Trump had agreed earlier this year to two debates with President Biden: one in June on CNN and another in September hosted by ABC News. When Harris replaced Biden atop the ticket, Trump backed out of the ABC debate, only for the two sides to eventually agree to attend the Sept. 10 event.
Trump returns to pivotal Pennsylvania
Wednesday marked Trump’s second time in Pennsylvania in the past week, following his rally in Johnstown last Friday.
The commonwealth is poised to play a potentially decisive role in the outcome of November’s election, as either candidate’s path to 270 electoral votes becomes much more difficult without winning Pennsylvania.
Both the Trump campaign and Harris campaign have poured significant time and resources into Pennsylvania. Trump’s running mate, Sen. JD Vance (R-Ohio), has made numerous stops in the commonwealth.
Harris was in Pittsburgh on Monday alongside Biden to mark Labor Day, and her running mate, Minnesota Gov. Tim Walz (D), will spend two days this week campaigning in the state.
Polling has shown an extremely tight race between Trump and Harris in Pennsylvania; a Decision Desk HQ/The Hill average of polls shows Harris leading by less than 1 percentage point.
Also in attendance for Wednesday’s town hall was David McCormick, the Republican Senate candidate running against incumbent Sen. Bob Casey (D-Pa.) in November.
Trump basks in a friendly crowd
The audience for Wednesday’s town hall could have easily been mistaken for that of a Trump rally.
The former president entered the arena to thunderous applause and chants of “USA” and “Trump.”
“Nice crowd,” Trump remarked with a smile as he sat down at the start of the event.
The audience cheered practically all of Trump’s comments and shouted out in disapproval at the mention of Harris or the Biden administration’s policies.
“This is a very tough interview,” Hannity quipped at one point.
The raucous environment reflects the kind of crowd Trump may have hoped for when he first proposed holding a debate with Harris with a full studio audience.
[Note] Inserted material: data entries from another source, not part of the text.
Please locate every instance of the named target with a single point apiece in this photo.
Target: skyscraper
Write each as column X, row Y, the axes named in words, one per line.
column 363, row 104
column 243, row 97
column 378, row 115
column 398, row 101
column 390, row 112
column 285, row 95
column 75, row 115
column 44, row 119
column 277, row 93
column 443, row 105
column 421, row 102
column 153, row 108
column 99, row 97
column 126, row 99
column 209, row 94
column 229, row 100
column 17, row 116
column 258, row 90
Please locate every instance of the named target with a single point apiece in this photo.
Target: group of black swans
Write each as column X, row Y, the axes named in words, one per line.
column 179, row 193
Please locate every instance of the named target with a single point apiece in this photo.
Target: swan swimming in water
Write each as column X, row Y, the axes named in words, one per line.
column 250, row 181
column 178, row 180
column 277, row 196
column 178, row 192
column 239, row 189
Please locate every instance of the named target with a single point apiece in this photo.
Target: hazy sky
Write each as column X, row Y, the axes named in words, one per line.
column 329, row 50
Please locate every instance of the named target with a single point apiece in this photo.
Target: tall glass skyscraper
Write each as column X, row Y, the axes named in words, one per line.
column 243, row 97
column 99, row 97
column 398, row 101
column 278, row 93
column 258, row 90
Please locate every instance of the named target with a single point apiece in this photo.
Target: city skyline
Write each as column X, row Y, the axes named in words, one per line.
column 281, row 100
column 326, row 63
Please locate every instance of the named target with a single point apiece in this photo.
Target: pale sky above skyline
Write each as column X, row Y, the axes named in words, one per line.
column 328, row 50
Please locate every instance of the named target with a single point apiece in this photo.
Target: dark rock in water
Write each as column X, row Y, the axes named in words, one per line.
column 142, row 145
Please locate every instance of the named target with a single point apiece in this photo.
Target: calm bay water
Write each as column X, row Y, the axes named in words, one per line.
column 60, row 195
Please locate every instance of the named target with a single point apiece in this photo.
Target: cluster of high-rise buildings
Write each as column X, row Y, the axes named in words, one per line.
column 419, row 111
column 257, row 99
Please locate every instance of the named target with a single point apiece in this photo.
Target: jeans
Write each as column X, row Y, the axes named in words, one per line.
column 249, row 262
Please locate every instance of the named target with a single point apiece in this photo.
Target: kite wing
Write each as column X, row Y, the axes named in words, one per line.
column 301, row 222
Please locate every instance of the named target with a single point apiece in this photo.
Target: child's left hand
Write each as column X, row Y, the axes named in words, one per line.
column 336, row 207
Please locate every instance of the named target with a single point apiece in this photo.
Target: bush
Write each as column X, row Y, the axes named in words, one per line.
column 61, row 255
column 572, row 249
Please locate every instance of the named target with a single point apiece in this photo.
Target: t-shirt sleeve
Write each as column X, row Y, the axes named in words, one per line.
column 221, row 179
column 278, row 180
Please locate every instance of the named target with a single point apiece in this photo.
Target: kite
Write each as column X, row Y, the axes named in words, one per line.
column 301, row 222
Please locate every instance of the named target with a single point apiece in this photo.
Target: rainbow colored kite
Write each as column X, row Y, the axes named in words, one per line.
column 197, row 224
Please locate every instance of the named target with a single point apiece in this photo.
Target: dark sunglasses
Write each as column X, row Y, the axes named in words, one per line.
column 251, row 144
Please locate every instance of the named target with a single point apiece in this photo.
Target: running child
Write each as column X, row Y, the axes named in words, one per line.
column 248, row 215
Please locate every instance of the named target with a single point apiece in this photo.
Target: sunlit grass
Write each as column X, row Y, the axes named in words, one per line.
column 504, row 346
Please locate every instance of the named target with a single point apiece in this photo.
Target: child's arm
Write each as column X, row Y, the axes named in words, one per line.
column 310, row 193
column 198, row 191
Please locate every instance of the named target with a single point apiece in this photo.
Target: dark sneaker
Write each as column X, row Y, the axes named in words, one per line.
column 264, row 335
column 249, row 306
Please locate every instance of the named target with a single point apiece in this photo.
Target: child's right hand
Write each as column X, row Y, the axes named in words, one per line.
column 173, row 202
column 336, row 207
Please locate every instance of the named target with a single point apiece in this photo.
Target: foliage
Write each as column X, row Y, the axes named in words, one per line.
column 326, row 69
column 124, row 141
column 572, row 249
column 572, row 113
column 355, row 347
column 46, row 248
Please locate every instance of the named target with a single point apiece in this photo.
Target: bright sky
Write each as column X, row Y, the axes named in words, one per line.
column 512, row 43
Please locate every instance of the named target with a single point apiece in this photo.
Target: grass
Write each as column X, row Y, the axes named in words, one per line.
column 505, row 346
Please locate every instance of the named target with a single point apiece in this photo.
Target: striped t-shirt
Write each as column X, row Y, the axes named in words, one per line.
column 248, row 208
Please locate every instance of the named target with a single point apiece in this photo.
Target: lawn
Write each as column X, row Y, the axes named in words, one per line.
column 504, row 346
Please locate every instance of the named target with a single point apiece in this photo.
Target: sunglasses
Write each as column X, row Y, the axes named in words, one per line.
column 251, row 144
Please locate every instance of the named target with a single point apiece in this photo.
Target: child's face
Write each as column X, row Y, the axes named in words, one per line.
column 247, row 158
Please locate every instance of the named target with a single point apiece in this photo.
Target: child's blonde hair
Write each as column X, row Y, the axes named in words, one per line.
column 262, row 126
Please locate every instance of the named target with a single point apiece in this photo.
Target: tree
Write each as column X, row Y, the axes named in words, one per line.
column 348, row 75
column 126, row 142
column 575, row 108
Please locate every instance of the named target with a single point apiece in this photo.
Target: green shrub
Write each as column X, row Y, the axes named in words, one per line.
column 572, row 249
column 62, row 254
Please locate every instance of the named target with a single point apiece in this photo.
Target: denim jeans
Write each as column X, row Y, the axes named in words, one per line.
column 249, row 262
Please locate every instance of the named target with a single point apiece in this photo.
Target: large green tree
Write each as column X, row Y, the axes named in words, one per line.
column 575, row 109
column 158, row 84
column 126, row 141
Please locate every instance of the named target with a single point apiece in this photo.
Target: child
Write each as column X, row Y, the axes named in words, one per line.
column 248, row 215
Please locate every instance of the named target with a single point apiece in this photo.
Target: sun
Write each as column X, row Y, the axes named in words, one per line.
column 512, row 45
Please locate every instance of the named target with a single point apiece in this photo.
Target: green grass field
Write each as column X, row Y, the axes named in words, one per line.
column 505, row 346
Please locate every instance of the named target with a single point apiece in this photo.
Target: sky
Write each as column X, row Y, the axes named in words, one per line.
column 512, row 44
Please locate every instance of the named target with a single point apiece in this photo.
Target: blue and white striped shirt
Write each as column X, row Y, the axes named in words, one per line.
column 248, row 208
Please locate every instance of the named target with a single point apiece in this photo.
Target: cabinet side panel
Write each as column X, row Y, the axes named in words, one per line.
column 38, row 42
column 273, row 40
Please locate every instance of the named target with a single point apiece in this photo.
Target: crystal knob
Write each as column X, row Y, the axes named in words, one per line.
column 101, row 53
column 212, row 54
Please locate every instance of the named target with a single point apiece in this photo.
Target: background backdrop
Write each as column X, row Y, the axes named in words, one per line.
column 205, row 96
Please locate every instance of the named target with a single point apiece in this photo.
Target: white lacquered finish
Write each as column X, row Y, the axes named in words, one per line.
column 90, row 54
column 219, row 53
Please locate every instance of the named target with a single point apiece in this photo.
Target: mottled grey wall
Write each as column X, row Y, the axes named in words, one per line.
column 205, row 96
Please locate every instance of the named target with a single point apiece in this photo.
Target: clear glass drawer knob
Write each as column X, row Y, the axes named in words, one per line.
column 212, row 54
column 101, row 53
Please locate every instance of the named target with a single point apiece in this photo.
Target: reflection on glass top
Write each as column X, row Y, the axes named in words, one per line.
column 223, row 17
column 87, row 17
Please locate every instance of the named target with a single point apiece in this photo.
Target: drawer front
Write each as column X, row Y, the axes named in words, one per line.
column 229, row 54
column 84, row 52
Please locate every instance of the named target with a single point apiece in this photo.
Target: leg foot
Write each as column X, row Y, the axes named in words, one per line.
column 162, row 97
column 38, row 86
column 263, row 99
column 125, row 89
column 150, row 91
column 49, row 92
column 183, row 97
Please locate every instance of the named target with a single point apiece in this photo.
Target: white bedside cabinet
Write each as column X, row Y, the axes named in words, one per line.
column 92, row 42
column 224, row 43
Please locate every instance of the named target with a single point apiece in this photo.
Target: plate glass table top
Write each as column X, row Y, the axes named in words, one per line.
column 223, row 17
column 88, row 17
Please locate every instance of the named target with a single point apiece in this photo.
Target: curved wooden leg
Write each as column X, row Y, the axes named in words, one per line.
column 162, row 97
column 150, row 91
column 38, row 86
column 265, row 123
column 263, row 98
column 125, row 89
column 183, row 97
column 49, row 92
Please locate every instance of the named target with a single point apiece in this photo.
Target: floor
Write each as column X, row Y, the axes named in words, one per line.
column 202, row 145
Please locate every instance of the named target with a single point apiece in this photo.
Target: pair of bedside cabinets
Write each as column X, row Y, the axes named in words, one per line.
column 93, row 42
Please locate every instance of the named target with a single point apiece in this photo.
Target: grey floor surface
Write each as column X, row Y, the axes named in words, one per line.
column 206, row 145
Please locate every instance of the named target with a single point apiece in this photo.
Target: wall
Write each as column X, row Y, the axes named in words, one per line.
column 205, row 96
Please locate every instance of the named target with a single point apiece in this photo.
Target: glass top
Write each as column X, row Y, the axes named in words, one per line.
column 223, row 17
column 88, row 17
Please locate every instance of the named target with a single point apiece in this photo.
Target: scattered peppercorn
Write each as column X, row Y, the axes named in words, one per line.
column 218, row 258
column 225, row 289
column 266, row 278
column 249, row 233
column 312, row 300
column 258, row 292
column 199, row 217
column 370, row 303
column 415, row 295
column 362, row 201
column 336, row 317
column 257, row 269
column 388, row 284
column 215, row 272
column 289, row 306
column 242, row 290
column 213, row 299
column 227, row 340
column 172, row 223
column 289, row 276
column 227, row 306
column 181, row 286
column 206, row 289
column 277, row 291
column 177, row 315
The former president thrives off of the energy of the crowd, something his Democratic opponents sought to deprive him of in insisting the general election debates be held without an audience.
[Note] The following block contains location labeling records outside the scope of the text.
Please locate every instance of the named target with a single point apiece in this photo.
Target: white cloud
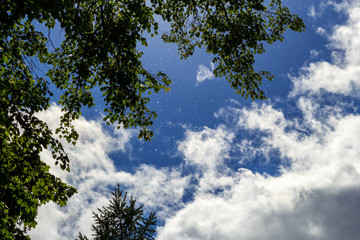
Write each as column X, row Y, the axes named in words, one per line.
column 94, row 174
column 341, row 76
column 207, row 148
column 204, row 73
column 317, row 194
column 312, row 11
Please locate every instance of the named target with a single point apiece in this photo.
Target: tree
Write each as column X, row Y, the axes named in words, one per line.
column 99, row 53
column 122, row 220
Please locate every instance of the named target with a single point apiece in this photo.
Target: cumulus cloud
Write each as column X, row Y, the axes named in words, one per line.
column 317, row 193
column 204, row 73
column 94, row 174
column 342, row 75
column 315, row 196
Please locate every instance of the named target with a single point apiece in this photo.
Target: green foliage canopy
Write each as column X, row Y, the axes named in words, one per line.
column 100, row 50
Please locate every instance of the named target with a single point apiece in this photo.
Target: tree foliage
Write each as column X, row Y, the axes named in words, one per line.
column 122, row 220
column 99, row 51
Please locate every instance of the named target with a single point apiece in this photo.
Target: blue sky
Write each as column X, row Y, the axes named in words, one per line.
column 222, row 167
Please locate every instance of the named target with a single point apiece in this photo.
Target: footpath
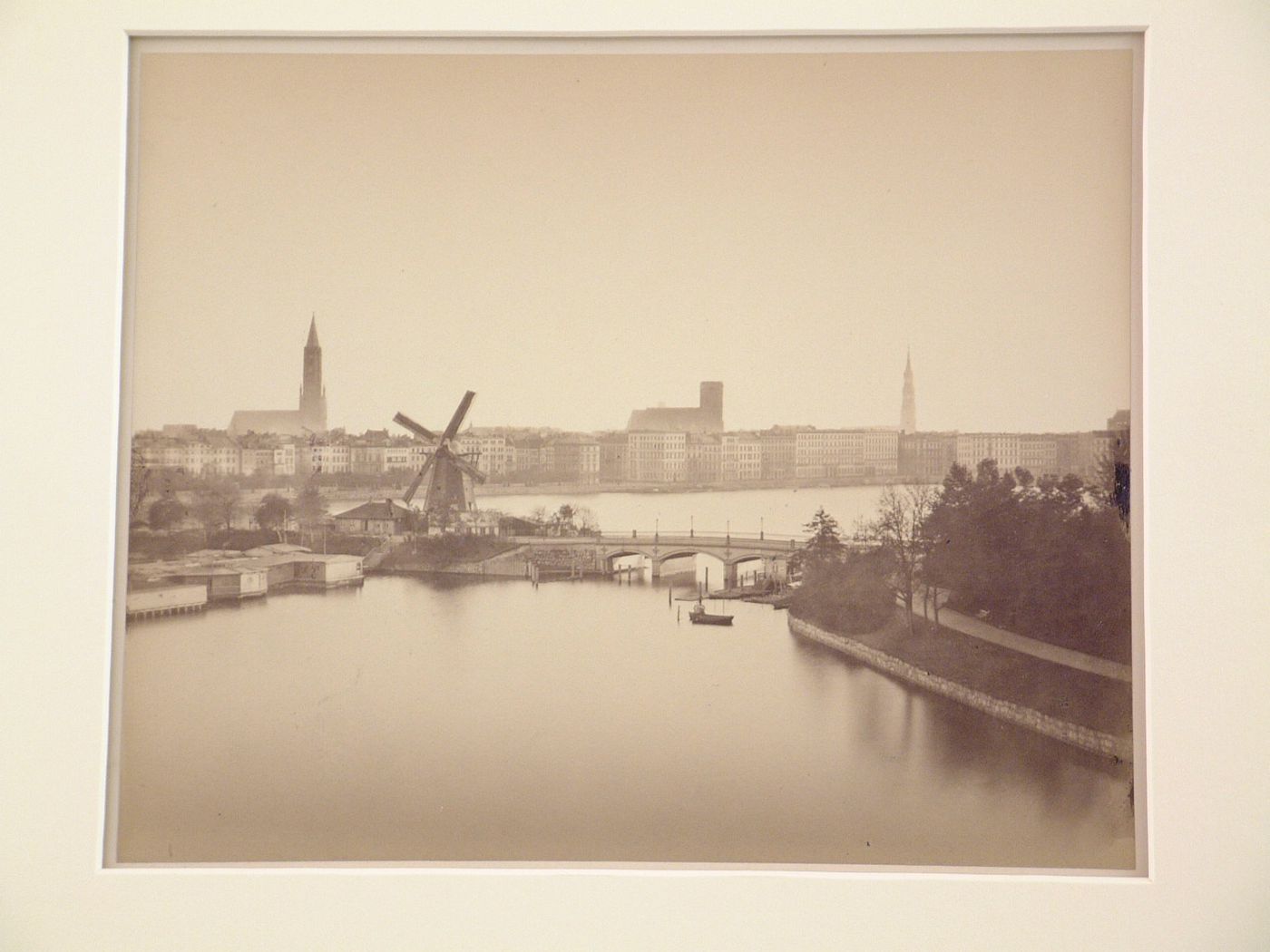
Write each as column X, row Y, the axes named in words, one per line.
column 1031, row 646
Trump’s fixation on ‘weird’
Democrats have basked in needling Trump and getting under his skin, and one line of attack seems to have done that more than others: the critique that Trump and Republicans are “weird.”
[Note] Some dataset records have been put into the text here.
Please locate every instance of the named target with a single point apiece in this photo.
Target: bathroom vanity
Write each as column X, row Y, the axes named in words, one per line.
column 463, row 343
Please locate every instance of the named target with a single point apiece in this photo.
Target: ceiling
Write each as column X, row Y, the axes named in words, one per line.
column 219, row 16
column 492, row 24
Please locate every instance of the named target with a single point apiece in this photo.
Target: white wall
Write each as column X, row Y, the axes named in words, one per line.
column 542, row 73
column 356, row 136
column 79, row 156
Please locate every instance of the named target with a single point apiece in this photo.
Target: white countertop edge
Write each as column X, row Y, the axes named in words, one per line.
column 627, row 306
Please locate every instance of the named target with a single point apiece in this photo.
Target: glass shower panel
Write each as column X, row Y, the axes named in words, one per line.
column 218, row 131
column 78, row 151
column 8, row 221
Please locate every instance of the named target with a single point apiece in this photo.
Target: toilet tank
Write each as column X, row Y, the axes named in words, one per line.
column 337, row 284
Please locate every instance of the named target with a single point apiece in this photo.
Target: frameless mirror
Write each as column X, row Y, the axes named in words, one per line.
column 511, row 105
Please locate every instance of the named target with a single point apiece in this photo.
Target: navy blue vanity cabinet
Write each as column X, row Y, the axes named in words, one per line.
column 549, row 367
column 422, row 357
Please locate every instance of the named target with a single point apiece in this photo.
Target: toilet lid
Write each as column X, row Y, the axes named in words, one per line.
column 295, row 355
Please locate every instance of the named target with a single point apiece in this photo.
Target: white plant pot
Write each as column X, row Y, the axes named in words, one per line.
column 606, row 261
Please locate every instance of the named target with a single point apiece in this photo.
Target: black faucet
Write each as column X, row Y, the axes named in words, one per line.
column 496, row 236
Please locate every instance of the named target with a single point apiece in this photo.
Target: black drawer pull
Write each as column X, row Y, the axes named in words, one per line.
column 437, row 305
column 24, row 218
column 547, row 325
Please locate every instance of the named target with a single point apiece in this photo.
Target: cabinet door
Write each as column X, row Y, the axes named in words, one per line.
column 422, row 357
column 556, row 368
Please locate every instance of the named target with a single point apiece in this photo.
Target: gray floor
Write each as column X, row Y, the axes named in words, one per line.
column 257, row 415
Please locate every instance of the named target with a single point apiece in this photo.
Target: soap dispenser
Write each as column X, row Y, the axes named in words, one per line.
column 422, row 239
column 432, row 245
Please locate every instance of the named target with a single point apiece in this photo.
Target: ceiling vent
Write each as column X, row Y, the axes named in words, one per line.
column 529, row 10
The attack originated with Walz, but it quickly caught on among other Democrats, who have especially used it against Vance.
Trump has taken time to push back on the descriptor during multiple events, including Wednesday’s town hall with Hannity.
“JD is not weird. He’s a solid rock. I happen to be a very solid rock. We’re not weird. We’re other things, perhaps, but we’re not weird,” Trump said.
“But he is a weird guy,” he said of Walz. “He walks on the stage, and there is something wrong with that guy. And he called me weird, and then the fake news media picks it up, that’s the word of the day.”